Reputation: 37
I am using plotly in R to generate a volcano plot. When I call the plot, it looks fine, but I also get an error:
Warning message: Ignoring 5 observations
How do I find out what these 5 observations are? Or why they are being ignored? I need to check if there is a problem with these 5 data points. I have visually inspected my data, and can't see any problem, but it is a huge dataset so I could be missing something.
Could anyone advise with some debugging steps please?

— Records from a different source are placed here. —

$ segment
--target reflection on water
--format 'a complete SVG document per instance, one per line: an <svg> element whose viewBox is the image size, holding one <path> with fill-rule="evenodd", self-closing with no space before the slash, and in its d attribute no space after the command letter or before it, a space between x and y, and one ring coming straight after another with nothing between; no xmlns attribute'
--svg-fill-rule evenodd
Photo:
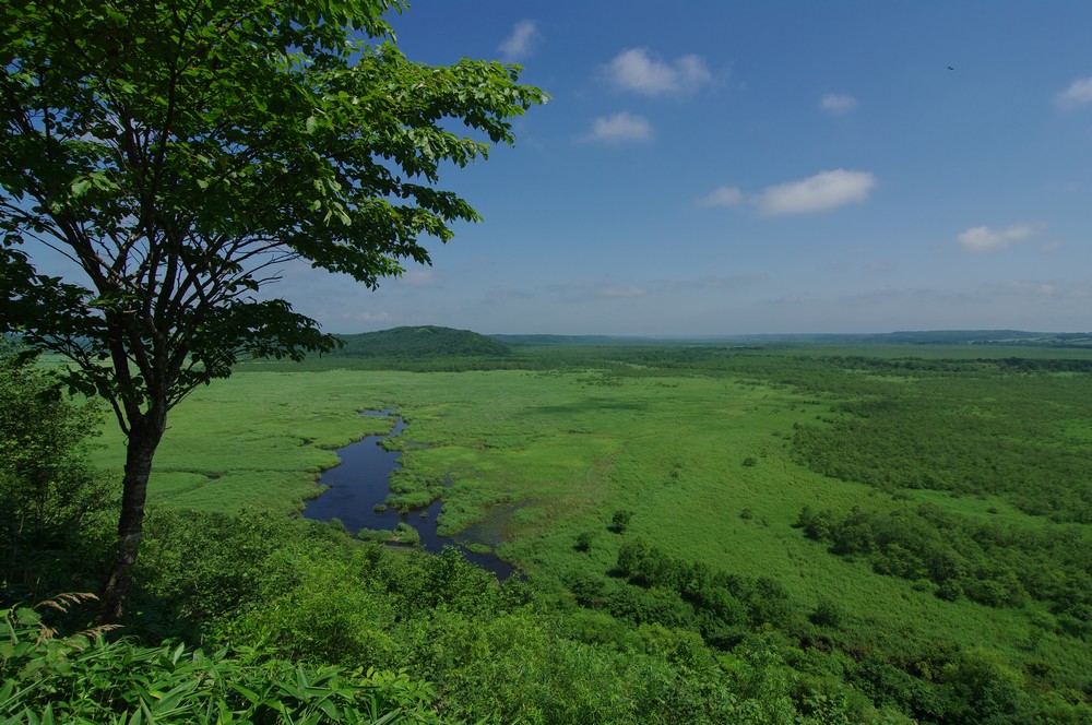
<svg viewBox="0 0 1092 725"><path fill-rule="evenodd" d="M405 429L405 421L392 409L365 411L361 415L393 418L394 428L383 436L368 436L335 451L341 463L325 471L319 478L320 486L330 488L307 502L304 515L312 521L339 519L353 534L361 528L393 530L399 522L404 521L420 534L420 545L434 554L439 554L444 546L458 546L436 533L436 518L440 514L441 501L434 501L427 509L411 511L408 514L401 514L396 509L376 512L376 504L383 503L390 494L391 474L402 465L402 453L385 450L382 441L400 435ZM476 554L462 546L459 548L467 561L488 569L501 579L513 571L510 563L491 554Z"/></svg>

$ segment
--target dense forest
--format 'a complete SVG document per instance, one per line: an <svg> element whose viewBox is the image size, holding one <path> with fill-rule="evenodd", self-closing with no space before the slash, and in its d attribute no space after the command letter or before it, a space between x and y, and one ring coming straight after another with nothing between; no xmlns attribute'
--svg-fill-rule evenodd
<svg viewBox="0 0 1092 725"><path fill-rule="evenodd" d="M414 456L463 439L500 466L508 459L488 456L511 451L518 463L557 427L562 448L535 464L557 466L592 445L600 426L638 439L634 456L651 444L642 426L662 433L674 421L685 433L644 459L595 443L605 452L574 488L605 497L594 504L565 495L543 509L542 484L526 498L489 494L484 464L444 488L447 530L476 520L475 501L515 512L497 551L523 574L505 582L455 549L361 540L336 523L263 508L258 494L235 512L165 495L153 499L123 626L96 629L90 593L108 566L116 507L90 463L102 412L66 399L48 361L9 352L0 713L12 722L1088 722L1092 359L1073 355L535 344L492 358L495 372L480 372L489 357L477 352L406 356L401 366L416 372L383 373L404 387L381 400L404 405L411 429L452 426L404 443L406 478L429 479ZM340 366L339 380L367 380L376 364L259 361L222 385L268 389L276 375L284 387L293 375L329 387L331 373L306 370ZM454 415L484 390L497 395L480 403L488 417ZM586 406L566 403L572 391ZM225 415L224 403L192 405ZM707 408L696 423L678 417ZM755 428L741 448L726 438L745 433L725 412L751 416L738 429ZM717 441L723 457L710 448ZM173 475L199 465L187 460ZM164 465L174 465L169 455ZM531 475L506 465L508 479ZM805 478L845 492L802 506L815 497L790 487ZM738 503L695 519L702 512L679 503L690 489ZM735 532L744 549L778 542L782 554L714 556L720 532L710 525ZM803 557L800 577L829 572L818 596L773 568L785 546ZM971 627L969 617L996 619L998 635L961 641L915 626L913 615L892 629L885 611L902 606L939 613L928 616L951 631Z"/></svg>

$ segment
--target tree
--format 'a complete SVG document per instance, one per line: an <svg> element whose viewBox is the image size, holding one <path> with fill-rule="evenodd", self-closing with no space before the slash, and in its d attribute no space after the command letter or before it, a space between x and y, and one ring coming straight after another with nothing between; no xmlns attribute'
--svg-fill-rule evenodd
<svg viewBox="0 0 1092 725"><path fill-rule="evenodd" d="M242 356L335 341L268 283L296 259L376 287L477 221L443 167L512 143L520 69L408 61L401 0L15 0L0 9L0 332L75 365L127 436L126 601L168 412ZM463 129L456 132L456 123ZM36 269L51 249L76 270ZM27 250L31 251L27 251Z"/></svg>
<svg viewBox="0 0 1092 725"><path fill-rule="evenodd" d="M71 591L73 577L98 571L103 515L116 504L84 457L99 406L62 392L0 340L0 601Z"/></svg>

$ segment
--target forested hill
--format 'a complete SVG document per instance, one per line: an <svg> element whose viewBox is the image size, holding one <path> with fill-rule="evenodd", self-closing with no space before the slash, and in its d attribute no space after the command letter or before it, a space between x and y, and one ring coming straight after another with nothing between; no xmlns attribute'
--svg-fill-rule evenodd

EDIT: I'm not sure if it will help, as I suspect the problem is with my data, not code, but here is the code I'm using, with simplified data.
library(plotly)
name <- c("Name1", "Name2", "Name3")
log2FoldChange <- c(-2.7419374, 2.9655255, -1.7455225)
padj <- c(2.25e-27, 3.01e-24, 2.56e-25)
df <- data.frame(name, log2FoldChange, padj)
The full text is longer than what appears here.